There is a twofold danger in trying to play the hero or carrier of a cause. First, there is a strong temptation to see yourself as righteous and that which you fight as all evil. In other words, you are more likely to project your darkness onto the other party. This is a dangerous perspective to have because it promotes psychological inflation and the distortion of reality. You can be seduced into a grandiose view of your own position and a distortedly dark and one-sided view of the other’s. This type of polarized thinking inhibits real communication and the development of a creative, healing response. You may bristle at an abuse of power, yet get sucked into a retaliatory power stance yourself.
Secondly, playing the hero in battles with evil often brings more evil. This is not difficult to understand. A great basketball player gets double-teamed. A great running back encounters defenses designed just for him. Why would evil be any different? Saviors and those who lead the charge of positive change are often rewarded with death or assassination (Jesus, Lincoln, and Martin Luther King to name an obvious few). Similarly, new pastors who try to do too much too soon within their congregations are often vilified or may end up sabotaging their own reputations and efforts. Evil has an uncanny way of turning zealous idealism to its own ends.
Trying to play the hero or proudly taking on a cause is a good way to get killed. Play the hero only when you have to and adopt a cause only if truly called to do so. Justifying your involvement by saying, “Well if I don’t do it, who will?” is not a good reason. Just because evil is occurring does not mean that life is asking you to join the fray. Address the evil that arises of its own accord in your life, whether it comes from outside of you or within you. Face the shadow and evil in your own life. Genuinely addressing the darkness in yourself will provide sufficient challenge, trials, and danger for one lifetime.

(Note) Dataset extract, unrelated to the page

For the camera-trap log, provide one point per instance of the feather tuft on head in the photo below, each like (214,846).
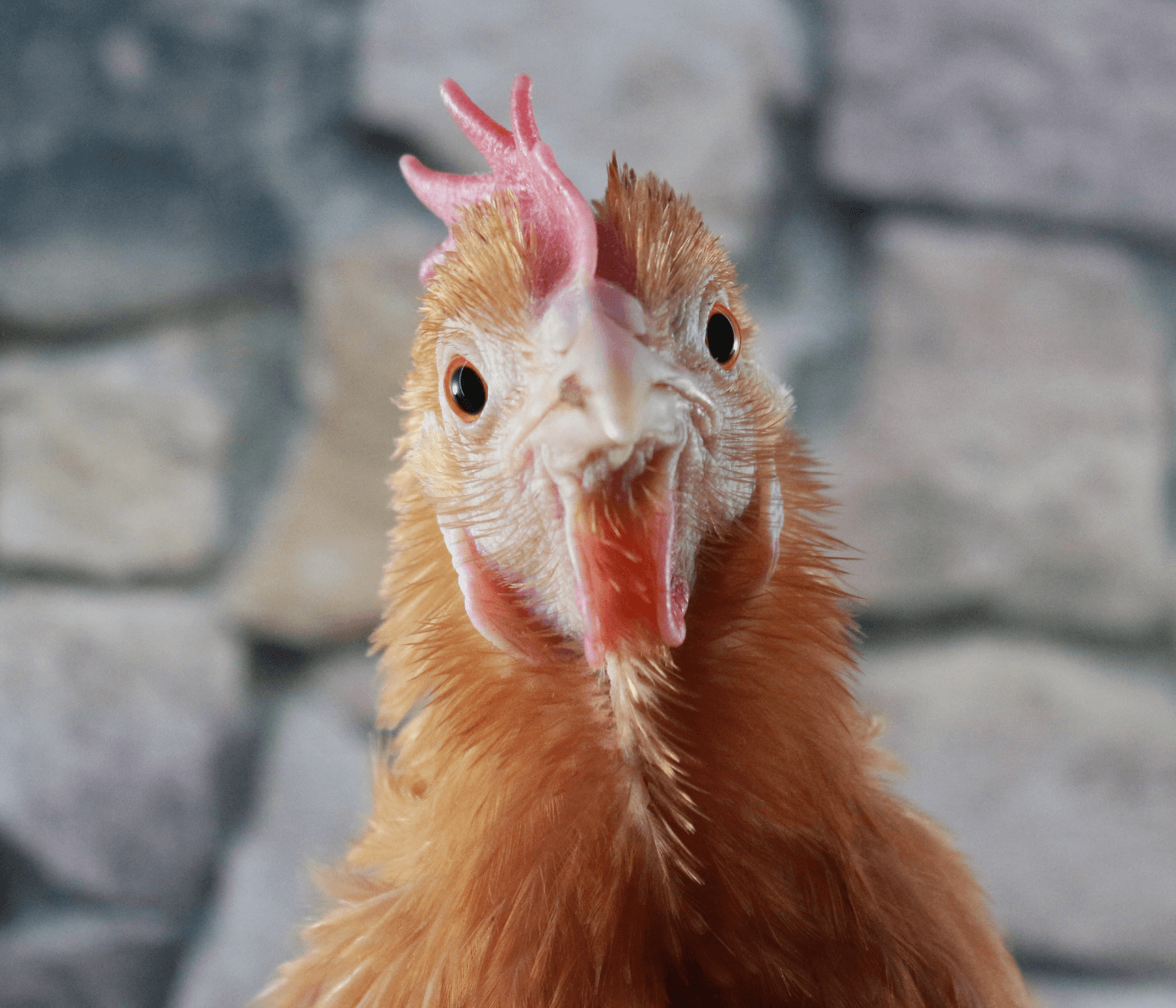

Ultimately, the only antidote to the soul-crushing effects of evil is your ability to learn from your experiences. If you do not grow in consciousness and insight from what you have gone through, the worm of evil burrows its way into the roots of your soul. Without learning, without growth in consciousness, evil is able to plant seeds of discouragement, bitterness, resentment, and cynicism. Wisdom and consciousness are the counterbalance to the negative sum of evil. Seeing more deeply into the nature and complexity of life is the redeeming gift we may distill from encounters with evil. We are unlikely to be victimized in the same way again. Your soul wounds become the source of new life and deepened consciousness, adding to the integrity of the personality and the development of character. With consciousness, territories won by evil are returned to the armies of the soul. The wounded are healed and return to the field of battle stronger and smarter than they were before. You will be less likely to behave or experience yourself as a victim in the future, for you will be a redeemer—someone who extracts gold from the pain, hardships, and injustices of life.